Anniversary of the Most Powerful Telescope
The new images of the galaxy Centaurus A marked the fourth year of scientific operations of the James Webb Space Telescope. The sensitivity of its instruments in the near- and mid-infrared ranges has proven higher than ever before. This made it possible to see light through dense dust clouds that hide the galaxy’s center in the visible spectrum, phys.org reports.
Over four years, the instruments have exceeded initial engineering expectations, and the observatory remains the most powerful ever launched into space. As a result, astronomers can now examine regions of the sky that were inaccessible to any previous instrument.

According to ESA/Webb, other results were also obtained with the James Webb Space Telescope during the same anniversary week. The data include evidence of a black hole that formed before its own galaxy and the first signs of a possible planet near Alpha Centauri.
Consequences of an Ancient Collision
The galaxy Centaurus A is located 11 million light-years from Earth, which is considered nearby by cosmic standards. Unlike most neighboring galaxies, it remains highly active. This makes it a convenient natural laboratory for studying how supermassive black holes influence the evolution of such systems as a whole.

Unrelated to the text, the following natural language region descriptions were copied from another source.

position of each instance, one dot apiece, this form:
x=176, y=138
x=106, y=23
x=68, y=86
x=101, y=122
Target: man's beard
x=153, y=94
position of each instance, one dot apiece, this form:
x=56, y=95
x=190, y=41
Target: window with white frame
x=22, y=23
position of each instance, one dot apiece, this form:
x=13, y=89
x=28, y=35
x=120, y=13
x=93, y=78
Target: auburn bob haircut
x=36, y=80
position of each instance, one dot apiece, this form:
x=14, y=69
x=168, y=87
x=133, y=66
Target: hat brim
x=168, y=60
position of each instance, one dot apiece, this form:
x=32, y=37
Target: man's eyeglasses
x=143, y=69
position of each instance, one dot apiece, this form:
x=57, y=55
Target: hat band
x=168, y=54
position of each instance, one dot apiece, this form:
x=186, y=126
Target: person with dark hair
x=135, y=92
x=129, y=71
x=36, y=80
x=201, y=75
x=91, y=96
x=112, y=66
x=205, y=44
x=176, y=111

At its center, a supermassive black hole is actively accumulating surrounding matter, while powerful jets carry enormous amounts of energy beyond the galaxy and affect its shape. The present appearance of Centaurus A preserves traces of a collision with another galaxy that occurred approximately two billion years ago, and these consequences are still visible in its unusual structure and ongoing star formation.

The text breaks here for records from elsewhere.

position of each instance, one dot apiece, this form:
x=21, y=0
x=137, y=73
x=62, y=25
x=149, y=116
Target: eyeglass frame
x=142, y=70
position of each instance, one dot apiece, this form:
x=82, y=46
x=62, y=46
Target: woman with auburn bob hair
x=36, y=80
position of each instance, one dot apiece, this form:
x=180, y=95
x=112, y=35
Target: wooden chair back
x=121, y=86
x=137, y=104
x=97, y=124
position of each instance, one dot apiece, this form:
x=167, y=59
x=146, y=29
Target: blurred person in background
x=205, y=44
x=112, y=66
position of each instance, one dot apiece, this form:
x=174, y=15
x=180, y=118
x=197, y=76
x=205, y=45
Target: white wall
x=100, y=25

Limitations of Previous Telescopes
Observations in visible light with the Hubble telescope could not reveal the central part of the galaxy, which was obscured by dust, while the now-retired Spitzer observatory captured only large-scale structures without individual stars.
Shawn Domagal-Goldman, director of the Astrophysics Division at NASA Headquarters in Washington, noted that “no single telescope tells the whole story,” because every new observatory builds on the achievements of previous missions. According to him, James Webb has become the most powerful step in this sequence and has opened access to wavelengths that were previously unreachable.

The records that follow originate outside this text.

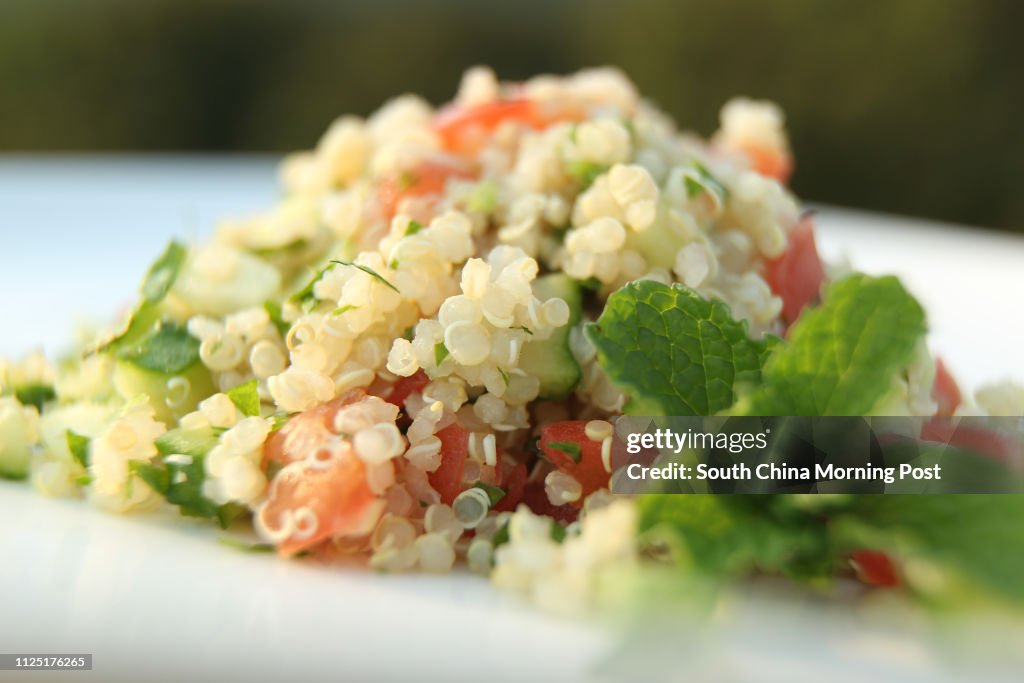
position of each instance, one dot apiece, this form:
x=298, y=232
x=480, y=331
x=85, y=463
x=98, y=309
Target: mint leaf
x=843, y=355
x=732, y=536
x=972, y=540
x=246, y=398
x=79, y=446
x=35, y=394
x=164, y=272
x=169, y=349
x=673, y=351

A Mysterious Dust Structure
Using the Mid-Infrared Instrument, or MIRI, aboard the James Webb Space Telescope, astronomers were able to see unusual dust outlines in the center of the galaxy. A distorted parallelogram-shaped band passes through the center, and thin elongated clouds of matter are visible on either side of it. An S-shaped structure is also notable; it had never been seen so clearly before, and astronomers still have to determine exactly what formed it.
The numerous bright red dots in the MIRI image correspond to dust-rich stars or regions of star formation, where old stars shed material into the surrounding space while new ones are only beginning to form. This dust is the raw material for future generations of stars and planets.
Stellar Chronology and Gas Motion
Thanks to the high resolution of the James Webb Space Telescope, astronomers examined Centaurus A star by star, including its long-hidden central region. What at first appears to be a grainy image is actually a dense field of individual stars, and each detected star adds a detail to the galaxy’s chronology, from ancient star formation to the burst triggered by the collision.
Astronomers also used spectroscopy to trace the motion of gas inside the galaxy. Ionized gas is moving outward at high speed under the influence of the black hole, while warmer molecular hydrogen forms a warped disk near the center. By compressing the gas, it accelerates new bursts of star formation, but by pushing matter outward, it simultaneously slows that process down. Centaurus A offers a rare opportunity to observe this interaction nearby.